Sections 3(2)(a) and (b) mirror Articles 3(1)(e)(i) and (ii) of The Trade Marks Harmonisation Directive (2008/95/EC).
Cadbury argued that

“ would be bizarre if a shape, one of the essential features of which resulted from the nature of goods themselves…. and the other two essential features of which were necessary to achieve a technical result…, could be registered simply because neither objection applied to all three essential features”.

Arnold J. thought this argument had “much to commend it, but I do not feel able to say that this interpretation of the Directive is clearly correct”. He therefore referred this second question to the CJEU:

“Where a shape consists of three essential features, one of which results from the nature of the goods themselves and two of which are necessary to obtain a technical result, is registration of that shape as a trade mark precluded by Article 3(1)(e)(i) and/or (ii) of Directive 2008/95/EC?”.

Nestlé also argued that the Hearing Officer’s decision to reject the shape under Section 3(2)(b), because some of its features related to the manner in which the goods were manufactured, was wrong. Again, Arnold J. concluded that the law in this area was not clear and referred the following third and final question to the CJEU:

“Should Article 3(1)(e)(ii) of Directive 2008/95/EC be interpreted as precluding registration of shapes which are necessary to obtain a technical result with regard to the manner in which the goods are manufactured as opposed to the manner in which the goods function?”

In the writer’s view, if the CJEU accepts Arnold J.’s position that, before a mark may proceed on the basis of acquired distinctiveness, an applicant must prove that it is both recognised and relied on by the average consumer as an indication of origin, shape marks, and other non-traditional marks, such as colour marks, will become virtually impossible to protect by registration in the EU. Whilst this may be good for competition, it is not so pleasing for brand owners, especially those who are targeted by counterfeiters.

In the present case, Mr James, at first instance, accepted that Nestlé’s survey evidence proved that the KitKat shape was recognised and associated with Nestlé by over 50% of respondents in the UK. Surely this level of recognition should be enough to prove acquired distinctiveness?

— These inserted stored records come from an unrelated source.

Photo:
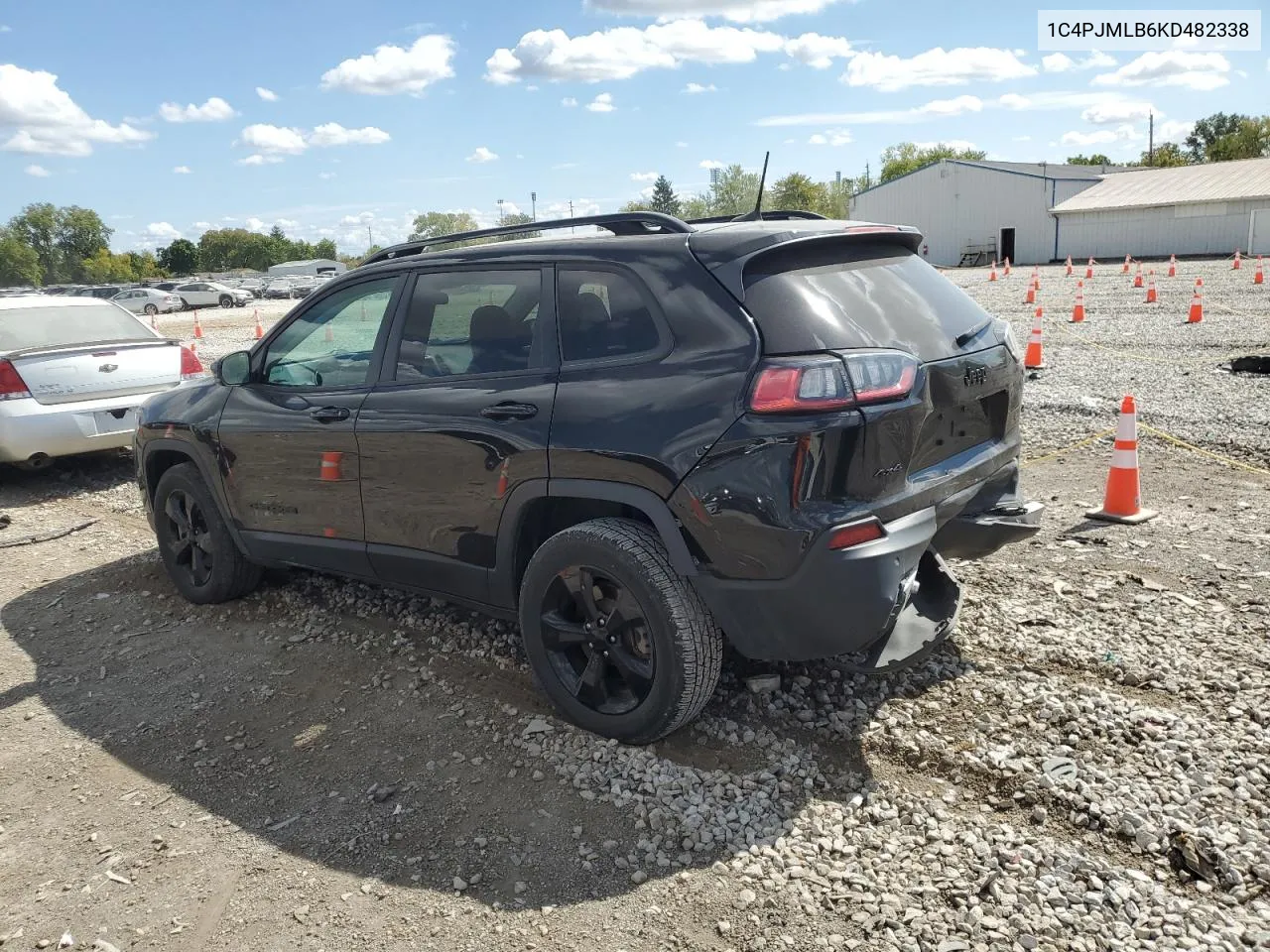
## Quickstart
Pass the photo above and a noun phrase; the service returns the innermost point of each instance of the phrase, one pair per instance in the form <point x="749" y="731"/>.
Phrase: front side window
<point x="462" y="322"/>
<point x="603" y="315"/>
<point x="331" y="343"/>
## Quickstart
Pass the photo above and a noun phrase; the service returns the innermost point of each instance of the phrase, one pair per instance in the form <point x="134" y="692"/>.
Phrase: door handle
<point x="329" y="414"/>
<point x="508" y="411"/>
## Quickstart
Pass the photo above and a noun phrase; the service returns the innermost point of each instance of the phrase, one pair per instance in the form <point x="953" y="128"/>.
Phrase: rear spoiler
<point x="730" y="272"/>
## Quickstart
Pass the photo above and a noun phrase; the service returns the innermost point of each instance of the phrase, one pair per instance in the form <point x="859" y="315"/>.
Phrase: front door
<point x="289" y="453"/>
<point x="460" y="419"/>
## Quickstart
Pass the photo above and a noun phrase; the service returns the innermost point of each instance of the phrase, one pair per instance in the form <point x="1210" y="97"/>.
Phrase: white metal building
<point x="314" y="266"/>
<point x="975" y="211"/>
<point x="1193" y="209"/>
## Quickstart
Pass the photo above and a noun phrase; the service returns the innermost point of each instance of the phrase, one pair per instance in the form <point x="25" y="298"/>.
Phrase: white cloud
<point x="829" y="137"/>
<point x="275" y="140"/>
<point x="935" y="67"/>
<point x="735" y="10"/>
<point x="331" y="134"/>
<point x="1119" y="111"/>
<point x="1175" y="67"/>
<point x="46" y="121"/>
<point x="391" y="70"/>
<point x="817" y="51"/>
<point x="624" y="51"/>
<point x="214" y="109"/>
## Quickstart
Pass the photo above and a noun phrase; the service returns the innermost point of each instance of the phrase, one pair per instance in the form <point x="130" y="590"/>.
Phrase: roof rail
<point x="619" y="223"/>
<point x="790" y="214"/>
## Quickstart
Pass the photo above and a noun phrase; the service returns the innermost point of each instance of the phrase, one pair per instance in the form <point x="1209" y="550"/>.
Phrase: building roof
<point x="1184" y="184"/>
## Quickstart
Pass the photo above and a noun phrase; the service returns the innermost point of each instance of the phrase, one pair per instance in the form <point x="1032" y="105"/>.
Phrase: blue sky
<point x="322" y="117"/>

Shape marks are often used with other branding or are not seen until after the goods are purchased and unwrapped. In such circumstances, how will brand owners be able to demonstrate that consumers rely on the shape as an indication of origin? Would this see the English Courts having a road to Damascus moment regarding their reluctance to permit reliance on survey evidence?
Nestlé’s cause has not been helped by the fact that they had never shown the KitKat shape on the packaging of the goods until a few months before filing the application in dispute. Further, there was no evidence of any KitKat advertising showing the shape of the product later than 1964. The lesson to be learned from this is that, if a brand holder wants to register a shape mark, they should promote it as a trade mark. A lot. The shape should be prominently shown on the packaging and emphasised in advertising. They must educate the public to recognise and rely on the shape as an indication of origin.

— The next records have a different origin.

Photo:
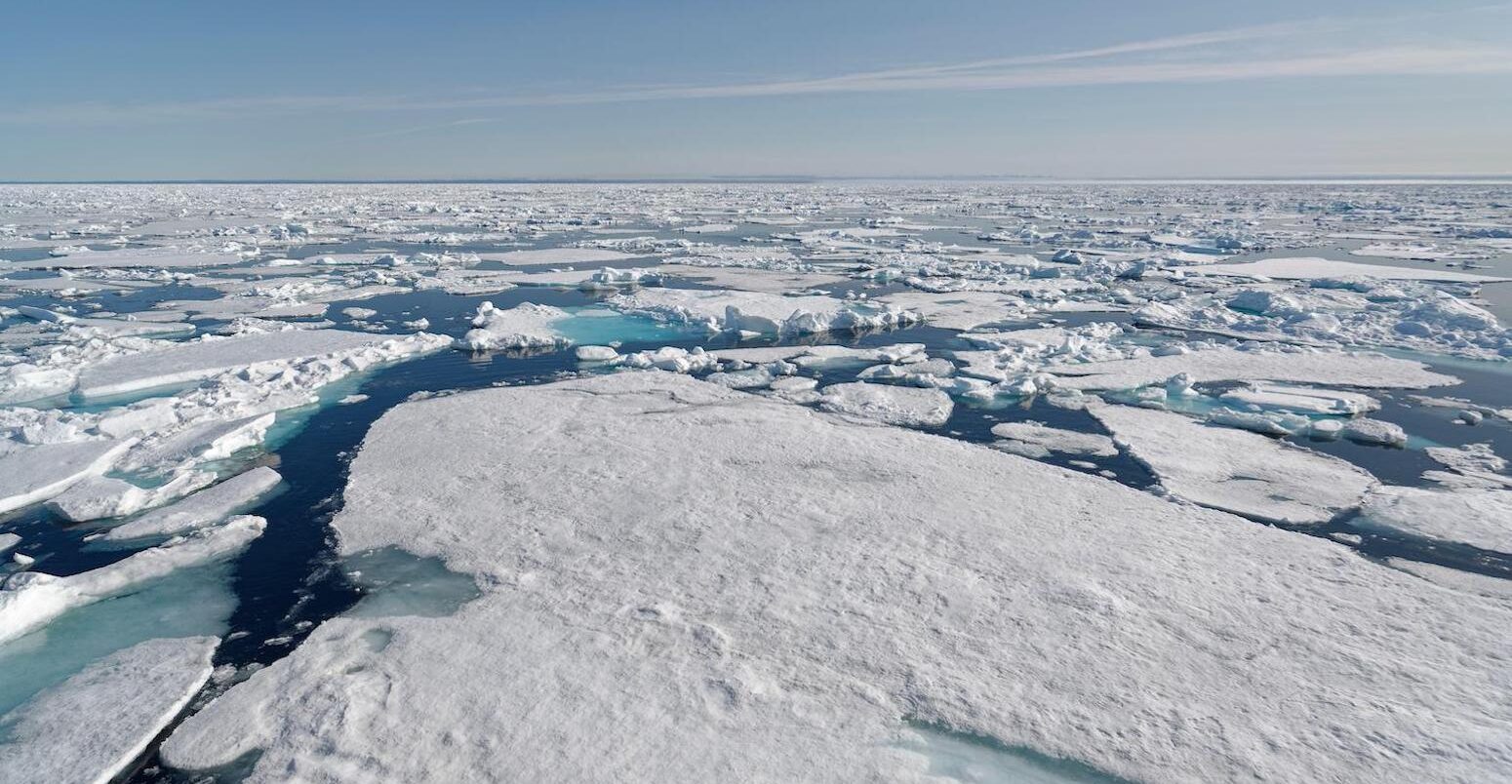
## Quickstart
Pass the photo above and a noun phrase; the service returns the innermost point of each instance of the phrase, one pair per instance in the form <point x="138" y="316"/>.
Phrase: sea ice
<point x="30" y="600"/>
<point x="888" y="404"/>
<point x="35" y="473"/>
<point x="1034" y="440"/>
<point x="1236" y="470"/>
<point x="522" y="327"/>
<point x="1306" y="269"/>
<point x="205" y="508"/>
<point x="1293" y="366"/>
<point x="1479" y="517"/>
<point x="90" y="726"/>
<point x="744" y="589"/>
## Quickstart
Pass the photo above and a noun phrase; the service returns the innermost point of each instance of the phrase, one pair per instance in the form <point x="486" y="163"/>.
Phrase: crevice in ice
<point x="395" y="582"/>
<point x="975" y="759"/>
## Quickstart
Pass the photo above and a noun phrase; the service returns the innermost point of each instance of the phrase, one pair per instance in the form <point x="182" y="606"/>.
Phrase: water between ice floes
<point x="289" y="580"/>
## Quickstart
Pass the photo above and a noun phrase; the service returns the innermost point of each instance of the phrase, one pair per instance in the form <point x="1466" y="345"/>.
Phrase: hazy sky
<point x="475" y="90"/>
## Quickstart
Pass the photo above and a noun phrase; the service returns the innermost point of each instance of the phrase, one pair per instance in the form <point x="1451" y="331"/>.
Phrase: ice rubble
<point x="38" y="472"/>
<point x="1308" y="269"/>
<point x="97" y="497"/>
<point x="30" y="600"/>
<point x="811" y="585"/>
<point x="888" y="404"/>
<point x="1034" y="440"/>
<point x="91" y="726"/>
<point x="522" y="327"/>
<point x="1290" y="366"/>
<point x="555" y="255"/>
<point x="205" y="508"/>
<point x="1236" y="470"/>
<point x="183" y="363"/>
<point x="1481" y="517"/>
<point x="753" y="311"/>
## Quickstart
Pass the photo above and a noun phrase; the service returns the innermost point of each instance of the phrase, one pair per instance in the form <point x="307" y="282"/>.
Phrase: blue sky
<point x="473" y="90"/>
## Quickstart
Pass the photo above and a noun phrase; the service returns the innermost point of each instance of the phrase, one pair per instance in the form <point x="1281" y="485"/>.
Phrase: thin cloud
<point x="1207" y="57"/>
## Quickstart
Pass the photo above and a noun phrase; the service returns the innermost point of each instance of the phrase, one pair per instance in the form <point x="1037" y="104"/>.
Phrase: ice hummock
<point x="97" y="723"/>
<point x="732" y="575"/>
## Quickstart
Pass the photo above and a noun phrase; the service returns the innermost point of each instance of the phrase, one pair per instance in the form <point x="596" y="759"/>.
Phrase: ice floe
<point x="93" y="725"/>
<point x="30" y="600"/>
<point x="1236" y="470"/>
<point x="814" y="585"/>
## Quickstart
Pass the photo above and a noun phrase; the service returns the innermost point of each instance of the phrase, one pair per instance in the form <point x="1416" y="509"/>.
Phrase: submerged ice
<point x="797" y="497"/>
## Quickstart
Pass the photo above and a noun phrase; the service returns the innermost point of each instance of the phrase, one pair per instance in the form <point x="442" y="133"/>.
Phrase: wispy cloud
<point x="1243" y="53"/>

As regards the technical function objection, the Trade Marks Act and the Harmonisation Directive clearly state that only shapes “exclusively” dictated by technical function should be refused. If a shape is now to be refused because “some” of its features are functional, we wonder how any shape would overcome this hurdle.

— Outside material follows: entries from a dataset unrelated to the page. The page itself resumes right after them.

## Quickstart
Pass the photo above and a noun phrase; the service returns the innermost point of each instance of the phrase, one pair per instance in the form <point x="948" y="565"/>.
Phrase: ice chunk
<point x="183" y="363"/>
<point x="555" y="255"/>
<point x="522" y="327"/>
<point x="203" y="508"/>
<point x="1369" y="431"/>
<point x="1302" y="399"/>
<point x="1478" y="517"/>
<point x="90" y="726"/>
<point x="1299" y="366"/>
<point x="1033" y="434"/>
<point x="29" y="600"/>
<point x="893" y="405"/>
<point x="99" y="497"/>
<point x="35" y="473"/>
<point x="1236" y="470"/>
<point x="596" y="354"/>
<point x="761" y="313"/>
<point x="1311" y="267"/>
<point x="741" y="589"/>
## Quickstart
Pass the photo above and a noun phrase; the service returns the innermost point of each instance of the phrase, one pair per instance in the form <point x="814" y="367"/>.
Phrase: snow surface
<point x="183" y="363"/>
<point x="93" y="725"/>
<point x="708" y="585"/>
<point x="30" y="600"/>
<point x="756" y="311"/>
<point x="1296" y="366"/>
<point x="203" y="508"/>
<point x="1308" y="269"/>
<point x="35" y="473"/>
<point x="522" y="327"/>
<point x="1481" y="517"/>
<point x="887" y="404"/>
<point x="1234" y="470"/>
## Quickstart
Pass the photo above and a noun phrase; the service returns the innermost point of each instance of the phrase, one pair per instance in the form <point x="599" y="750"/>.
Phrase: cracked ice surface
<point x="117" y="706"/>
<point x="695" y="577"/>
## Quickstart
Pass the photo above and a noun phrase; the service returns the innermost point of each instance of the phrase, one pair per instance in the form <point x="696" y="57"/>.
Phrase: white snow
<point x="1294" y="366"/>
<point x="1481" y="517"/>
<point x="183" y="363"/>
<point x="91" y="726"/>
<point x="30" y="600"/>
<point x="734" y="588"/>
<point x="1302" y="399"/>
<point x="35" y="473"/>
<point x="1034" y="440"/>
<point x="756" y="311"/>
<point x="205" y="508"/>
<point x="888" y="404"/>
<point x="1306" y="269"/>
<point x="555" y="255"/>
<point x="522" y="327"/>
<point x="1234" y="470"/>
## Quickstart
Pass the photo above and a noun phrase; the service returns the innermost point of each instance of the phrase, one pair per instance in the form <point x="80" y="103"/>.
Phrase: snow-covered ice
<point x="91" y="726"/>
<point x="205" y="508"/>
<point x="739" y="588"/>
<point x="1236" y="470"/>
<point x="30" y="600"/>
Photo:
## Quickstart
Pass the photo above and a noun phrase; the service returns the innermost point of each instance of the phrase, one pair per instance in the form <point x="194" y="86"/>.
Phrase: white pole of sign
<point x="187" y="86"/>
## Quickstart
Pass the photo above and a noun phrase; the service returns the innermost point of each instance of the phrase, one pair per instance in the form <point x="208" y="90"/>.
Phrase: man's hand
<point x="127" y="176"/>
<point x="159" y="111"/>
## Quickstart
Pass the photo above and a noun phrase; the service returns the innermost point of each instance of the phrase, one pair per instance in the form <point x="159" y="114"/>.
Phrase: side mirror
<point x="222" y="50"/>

Shape marks ought not to be refused because of manufacturing considerations. Logic says that the manufacturing process must influence the shape of any mass produced product. If this becomes yet another factor to consider when assessing a shape’s distinctiveness under the “technical function” criterion, we doubt any shape will be accepted for registration. Should manufacturing concerns really matter? This KitKat lover did not realise or care that certain of its features were dictated by manufacturing restraints.

If the CJEU agrees with Arnold J., it will be a dark day for those brand owners who wish to protect their famous shape marks and Cadbury (whose parent, Mondelez, manufactures the famous triangular shaped, Toblerone chocolate bar) may then be seen to have scored a spectacular own goal.